As far as “challenging environment for bicyclists” – I am sorry, that is an absolutely lame excuse. More challenging than Lynn st and Lee Hwy? More challenging that downtown Washington? More challenging than crossing Maine Ave and Ohio Drive. I have seen CABI’s on the highway on the 14th street bridge as people unfamiliar don’t know how to cross the bridge. We have nothing as dangerous as that. As we have learned, Bike culture grows with the number of bikes. We have good infrastructure in Arlington. It will become better as the number of bikes on the road grows.
SCENARIO FOUR makes good use of Arlington trails. The W&OD is already strongly used by cyclists and can be leveraged for so much more. A system which leverages the W&OD is likely to succeed.

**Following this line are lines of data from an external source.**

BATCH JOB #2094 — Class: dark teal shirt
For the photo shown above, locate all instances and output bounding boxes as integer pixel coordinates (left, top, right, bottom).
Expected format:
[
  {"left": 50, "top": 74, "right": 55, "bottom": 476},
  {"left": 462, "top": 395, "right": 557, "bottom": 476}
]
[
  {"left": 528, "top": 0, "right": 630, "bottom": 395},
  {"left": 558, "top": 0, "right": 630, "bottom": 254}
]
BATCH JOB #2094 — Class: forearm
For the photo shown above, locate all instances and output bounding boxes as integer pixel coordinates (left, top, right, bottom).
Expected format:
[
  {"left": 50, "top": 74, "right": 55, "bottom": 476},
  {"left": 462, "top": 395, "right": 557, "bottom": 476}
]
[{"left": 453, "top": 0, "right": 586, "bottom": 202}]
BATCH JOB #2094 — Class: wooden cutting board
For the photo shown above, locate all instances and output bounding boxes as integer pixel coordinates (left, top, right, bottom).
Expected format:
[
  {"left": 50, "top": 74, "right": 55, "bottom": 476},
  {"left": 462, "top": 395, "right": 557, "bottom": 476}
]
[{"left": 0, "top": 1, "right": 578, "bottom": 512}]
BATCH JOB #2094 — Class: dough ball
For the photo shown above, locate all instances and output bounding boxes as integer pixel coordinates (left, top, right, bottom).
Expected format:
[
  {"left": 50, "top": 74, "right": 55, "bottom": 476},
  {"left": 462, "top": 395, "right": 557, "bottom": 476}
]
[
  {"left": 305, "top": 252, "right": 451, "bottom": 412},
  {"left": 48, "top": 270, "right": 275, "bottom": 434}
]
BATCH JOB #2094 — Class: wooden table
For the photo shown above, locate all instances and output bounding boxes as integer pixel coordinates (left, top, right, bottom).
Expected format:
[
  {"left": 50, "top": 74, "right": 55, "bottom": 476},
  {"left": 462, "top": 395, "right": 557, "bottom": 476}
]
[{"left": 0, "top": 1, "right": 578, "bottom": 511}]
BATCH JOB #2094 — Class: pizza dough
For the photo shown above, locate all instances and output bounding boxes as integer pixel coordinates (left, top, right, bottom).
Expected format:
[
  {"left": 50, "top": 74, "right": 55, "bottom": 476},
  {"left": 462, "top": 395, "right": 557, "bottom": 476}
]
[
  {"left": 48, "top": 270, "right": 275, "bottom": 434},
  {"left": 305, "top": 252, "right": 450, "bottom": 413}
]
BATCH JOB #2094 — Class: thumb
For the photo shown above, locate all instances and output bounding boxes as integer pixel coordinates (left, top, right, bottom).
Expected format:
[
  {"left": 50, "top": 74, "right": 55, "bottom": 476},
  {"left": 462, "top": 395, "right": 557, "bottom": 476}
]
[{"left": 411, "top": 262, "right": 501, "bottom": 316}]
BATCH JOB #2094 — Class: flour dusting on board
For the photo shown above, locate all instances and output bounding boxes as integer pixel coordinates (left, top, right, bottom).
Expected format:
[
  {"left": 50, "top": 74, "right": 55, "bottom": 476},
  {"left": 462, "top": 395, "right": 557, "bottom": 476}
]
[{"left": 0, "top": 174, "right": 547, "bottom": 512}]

As far as “not well lit at night” – last I checked, that’s true of everywhere at night. There is always a lighting issue. This is true at the Jefferson Memorial with highway speed traffic next door. And it would be true along Columbia Pike. What’s your point (don’t make excuses)

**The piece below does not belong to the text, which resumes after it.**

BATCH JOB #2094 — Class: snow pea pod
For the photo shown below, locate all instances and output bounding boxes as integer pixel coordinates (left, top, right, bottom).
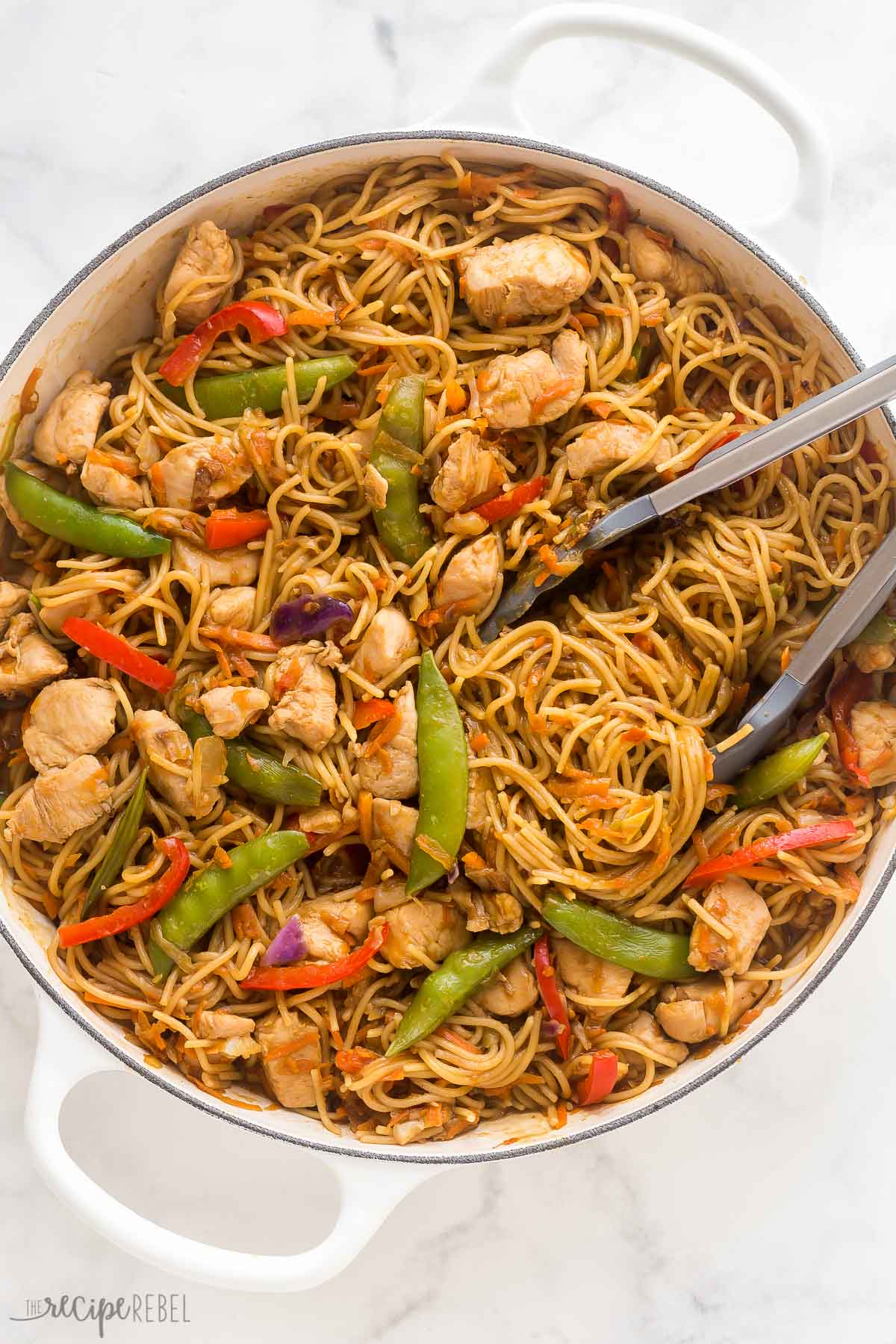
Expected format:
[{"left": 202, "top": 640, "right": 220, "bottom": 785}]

Scenario four goes right past Columbia Pike with no explanation. It also ignores Lee Hwy.
ALTERNATIVE SCENARIO: I propose an alternative scenario, one built on the island paradigm, not the corridor paradigm. Under the island paradigm, we imagine a series of ubiquitously deployed stations throughout Arlington that creates a mesh networks of stations where residents can hop back and forth. These stations
• Would not simply overlay existing public transportation system
• Would be designed to expand and leverage the public transportation system
• Would note where demand for bus service is strong
• Would leverage the bike trail and path system
• Does not assume the ½ mile rule
• Notes high density of populations and potential high demand
With this in mind the expansion would include stations in places such as
• Lee Hwy & Glebe Road
• Lee Hwy and Harrison
• East Falls Church Metro
• Bluemont / Carlin Springs
• Arlington Community Centers: Thomas Jefferson Center
• Columbia Pike (full pike – could this solve the street car issue??)
• Barcroft Park
• All high schools: Yorktown, HB Woodlawn, Washington & Lee, Wakefield
• I assume at some point Marymount University would want in on the network
• Consider Arlington Libraries
I believe this would create a mesh network of CABI stations allowing Arlington residents to easily travel across the county and connect to public transportation. I also believe that this would be an economic benefit as biking on Arlington trails would become an even stronger attraction to visitors. I believe this will promote Arlington’s smart growth and car free approach.
This makes Arlington’s support for CABI also benefit all of Arlington – and not just limited corridors.